Review: The Death House by Sarah Pinborough

Recommendations, Review
Image from Goodreads
Image from Goodreads

Author: Sarah Pinborough 
Publisher: Gollancz 
Publication Date: Feb 2015 
Source: Review Copy 
Rating: 3/5 

Synopsis from Goodreads

Toby’s life was perfectly normal… until it was unravelled by something as simple as a blood test. Taken from his family, Toby now lives in the Death House: an out-of-time existence far from the modern world, where he, and the others who live there, are studied by Matron and her team of nurses. They’re looking for any sign of sickness. Any sign of their wards changing. Any sign that it’s time to take them to the sanatorium. No one returns from the sanatorium. Withdrawn from his house-mates and living in his memories of the past, Toby spends his days fighting his fear. But then a new arrival in the house shatters the fragile peace, and everything changes. Because everybody dies. It’s how you choose to live that counts.


The Death House is about teenagers fighting for power and status, in a segregated community. The story is mostly told in first person but also in third person. The main character, Toby, is a defective. He is one of a few children who have been sent away from home because of a faulty blood test. In an isolated Britain he and other children are bundled into a van and taken away to a remote island. They would spend the rest of their lives in The Death House, kept away from society and culture.

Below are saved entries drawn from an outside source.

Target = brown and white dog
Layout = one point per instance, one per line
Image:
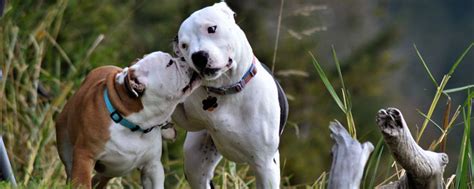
(90, 136)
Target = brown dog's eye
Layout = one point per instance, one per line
(211, 29)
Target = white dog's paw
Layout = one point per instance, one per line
(390, 121)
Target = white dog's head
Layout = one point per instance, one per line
(210, 41)
(160, 76)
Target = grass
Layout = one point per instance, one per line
(464, 175)
(31, 53)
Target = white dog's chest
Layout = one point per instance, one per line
(237, 129)
(126, 151)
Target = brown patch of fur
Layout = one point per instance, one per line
(84, 122)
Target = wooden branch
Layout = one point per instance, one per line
(349, 158)
(424, 169)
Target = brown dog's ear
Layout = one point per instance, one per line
(176, 47)
(133, 85)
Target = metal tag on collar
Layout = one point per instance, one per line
(136, 128)
(116, 117)
(148, 130)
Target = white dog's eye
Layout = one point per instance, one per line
(184, 45)
(212, 29)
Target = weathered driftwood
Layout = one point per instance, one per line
(349, 158)
(424, 169)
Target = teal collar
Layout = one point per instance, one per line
(117, 118)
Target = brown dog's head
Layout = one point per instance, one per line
(159, 75)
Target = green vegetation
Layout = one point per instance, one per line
(51, 45)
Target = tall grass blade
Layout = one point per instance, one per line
(458, 89)
(439, 91)
(462, 171)
(326, 82)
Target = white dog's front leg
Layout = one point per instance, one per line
(268, 173)
(200, 159)
(152, 175)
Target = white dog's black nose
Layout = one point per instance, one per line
(200, 59)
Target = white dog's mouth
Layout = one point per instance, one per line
(213, 73)
(194, 82)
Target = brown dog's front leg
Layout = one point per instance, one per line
(82, 166)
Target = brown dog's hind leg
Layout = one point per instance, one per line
(82, 167)
(99, 181)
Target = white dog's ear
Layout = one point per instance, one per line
(133, 85)
(225, 8)
(176, 47)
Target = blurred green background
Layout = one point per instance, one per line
(373, 39)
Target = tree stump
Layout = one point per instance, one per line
(349, 158)
(423, 169)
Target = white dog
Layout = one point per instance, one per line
(239, 112)
(112, 123)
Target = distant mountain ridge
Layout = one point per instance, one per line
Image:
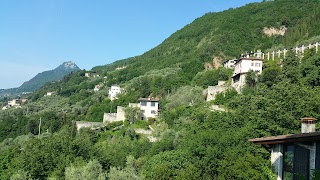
(41, 78)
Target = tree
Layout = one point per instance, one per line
(92, 170)
(129, 172)
(132, 114)
(251, 78)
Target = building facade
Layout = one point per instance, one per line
(149, 108)
(294, 156)
(114, 90)
(242, 67)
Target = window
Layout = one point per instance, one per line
(295, 162)
(143, 103)
(153, 103)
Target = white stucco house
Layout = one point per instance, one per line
(114, 90)
(294, 156)
(149, 107)
(229, 63)
(14, 102)
(242, 67)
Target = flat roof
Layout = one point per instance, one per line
(252, 59)
(149, 99)
(281, 139)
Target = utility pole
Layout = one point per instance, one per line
(39, 129)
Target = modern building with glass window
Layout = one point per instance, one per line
(294, 156)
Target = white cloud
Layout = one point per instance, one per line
(13, 74)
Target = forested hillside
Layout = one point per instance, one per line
(191, 140)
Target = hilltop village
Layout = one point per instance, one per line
(232, 95)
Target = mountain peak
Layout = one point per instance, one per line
(68, 66)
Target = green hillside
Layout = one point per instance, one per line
(226, 35)
(191, 141)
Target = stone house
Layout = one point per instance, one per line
(294, 156)
(242, 67)
(148, 106)
(114, 90)
(214, 90)
(229, 63)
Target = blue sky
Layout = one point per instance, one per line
(39, 35)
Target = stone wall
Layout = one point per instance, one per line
(214, 90)
(85, 124)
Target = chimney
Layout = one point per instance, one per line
(308, 125)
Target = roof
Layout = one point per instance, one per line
(252, 59)
(149, 99)
(302, 137)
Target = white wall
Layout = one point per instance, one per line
(245, 65)
(148, 109)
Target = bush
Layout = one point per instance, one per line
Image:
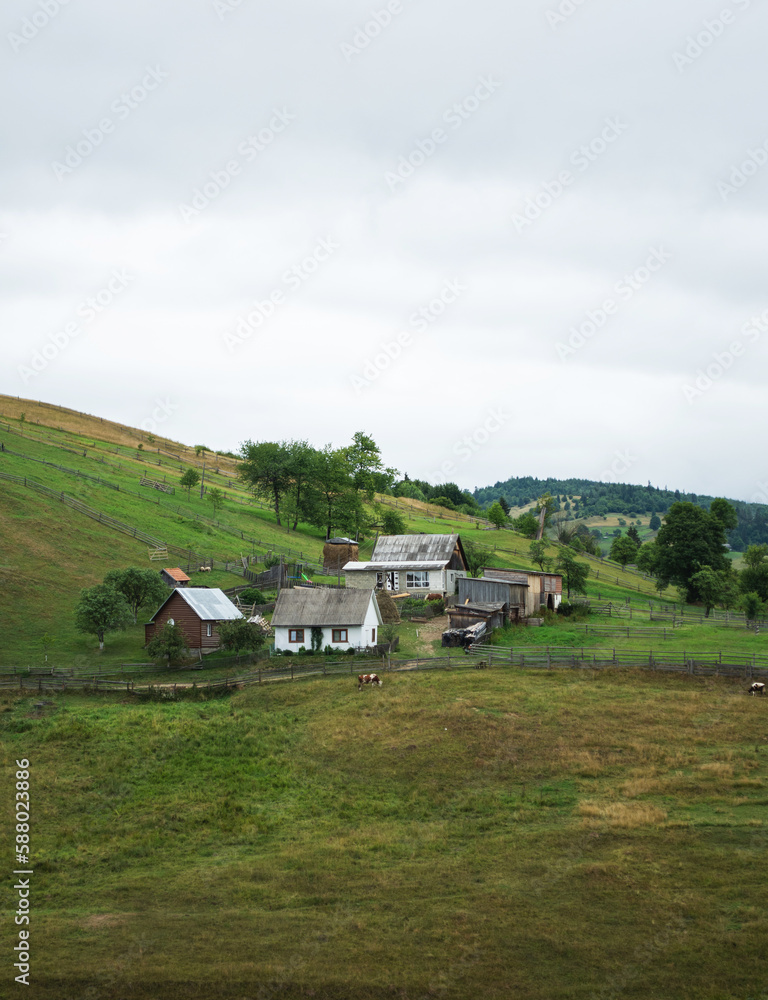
(252, 596)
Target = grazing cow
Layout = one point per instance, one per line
(367, 679)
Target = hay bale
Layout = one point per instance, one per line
(387, 607)
(337, 554)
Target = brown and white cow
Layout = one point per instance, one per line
(367, 679)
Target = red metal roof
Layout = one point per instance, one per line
(177, 574)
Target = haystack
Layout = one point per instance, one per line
(387, 607)
(337, 552)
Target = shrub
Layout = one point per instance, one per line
(252, 596)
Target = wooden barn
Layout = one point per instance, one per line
(545, 590)
(337, 552)
(418, 564)
(198, 610)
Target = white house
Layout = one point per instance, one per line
(346, 618)
(419, 564)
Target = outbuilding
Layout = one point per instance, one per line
(197, 610)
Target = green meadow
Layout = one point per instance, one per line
(489, 833)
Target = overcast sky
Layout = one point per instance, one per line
(503, 238)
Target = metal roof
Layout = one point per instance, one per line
(308, 606)
(176, 574)
(402, 566)
(210, 604)
(407, 548)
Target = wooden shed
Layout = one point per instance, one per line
(197, 610)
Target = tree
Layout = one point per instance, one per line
(754, 577)
(393, 523)
(168, 643)
(240, 635)
(690, 539)
(140, 587)
(752, 605)
(190, 479)
(526, 524)
(710, 586)
(266, 470)
(102, 609)
(496, 515)
(574, 573)
(216, 497)
(537, 552)
(623, 550)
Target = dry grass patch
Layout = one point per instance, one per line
(626, 815)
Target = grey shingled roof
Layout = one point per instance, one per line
(404, 565)
(410, 548)
(210, 604)
(305, 606)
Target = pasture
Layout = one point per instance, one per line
(496, 833)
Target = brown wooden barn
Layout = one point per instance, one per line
(198, 610)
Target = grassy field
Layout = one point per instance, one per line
(466, 834)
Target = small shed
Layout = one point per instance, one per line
(494, 614)
(197, 610)
(337, 552)
(175, 577)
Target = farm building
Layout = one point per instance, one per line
(544, 589)
(346, 619)
(197, 610)
(175, 577)
(337, 552)
(418, 564)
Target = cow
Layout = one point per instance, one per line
(367, 679)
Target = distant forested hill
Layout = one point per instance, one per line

One thing that everyone knows about The Death House is if someone falls ill and is taken for a ride in the elevator to the top floor where the sanatorium is, they never come back down.
The heart of the story is the characters. Deep inside The Death House is the jostling of teenagers for power and status over the other children. When children arrive at the house they are separated into dorm rooms. The main character Toby is in dorm 4. Each dorm has what is equivalent to its own tribe. In which they all band together to look after their tribe. They also have de facto leaders who lead their tribe. Each dorm leader has it’s greatest rival. The rivalry starts as soon as there is a new leader or one that is becoming un known.
A new defective, Clara, arrives one night in an unmarked van. Her arrival changes everything. At first i didn’t really like Clara and Toby because i felt like it was all about them but as the story progressed I felt like it was only a defence they put on to survive and thrive in the Death House. By making it all about them it took their minds off other people’s problems. I felt like it was really hard for Clara to fit in at first but she stayed true to her personality and that gave her a chance in the Death House. You can see Toby is the king of his dorm. He doesn’t take the “vitamins”- sleeping pills the nurses give to the dorms at night. He likes to be awake, on top of things. The hours when everyone is asleep is his chance to explore and come to terms with his new purpose within The Death House. When Clara came that night he noticed she was awake as well. Making it possible for them to share things that the other children could not. Initially, Toby doesn’t like that Clara is awake at the same time as him, it was HIS time. As the plot unfolds Toby soon can’t stand a night without her. Toby and Clara make escape plans. All the while falling in love, the characters mature through the narrative and so does their relationship.
At one point in the story Jake, the bully from dorm 7 wants to reclaim his respect and power over dorm 7 and fights Toby over Clara. Following this event, Toby and Clara wish they were mermaids, swimming into a cave at night and watching the northern lights while the others sleep, heavily drugged. Pinborough reminds us that they are still children at heart, trying to come to terms with their death sentence.
The Death House allows the reader an escape, advocating an escape is necessary in our world. Toby’s escape is the night time with Clara, it is THEIR time together. It made me aware of how important it is to have something to look forward to, to know you can do something to escape your problems.
One night Toby and Clara tell one of the youngest dorm members Will to not take the vitamins so he can  stay up with them. They take Will to their cave and Will is amazed. “This is the most beautiful thing I’ve ever seen,” Will says in the cave. Toby and Clara helped Will leave the Death House in quite an upsetting way but they knew it was the right thing to do. But will they leave The Death House?
The Death House is a very sad book and I don’t think it was appropriate for my age group in some parts of the book. The reason I feel it was inappropriate for my age group is because there were a few rude descriptions of behaviour in some parts of the story. I enjoyed the portrayal of the night time at The Death House because it made me feel free and wild when I read it and it was a happy aspect of the book. However, the days in The Death House I felt dragged on and on, waiting for the night to come. Maybe the author used this as a technique so that the nights would feel like an escape for Toby and Clara. Clara is a very positive influence for Toby. He was sad and alone in the Death house before Clara and when she arrived it may have taken a while for him to realise this but as the story progressed he became more and more happy.
The Death House is a character driven story showing no matter the circumstances, the people who love you will always be there to support you.
If I had to rate this book out of 5 I would rate it a 3 for the good storyline. It loses 2 points because of the inappropriate actions in parts and because it was depressing.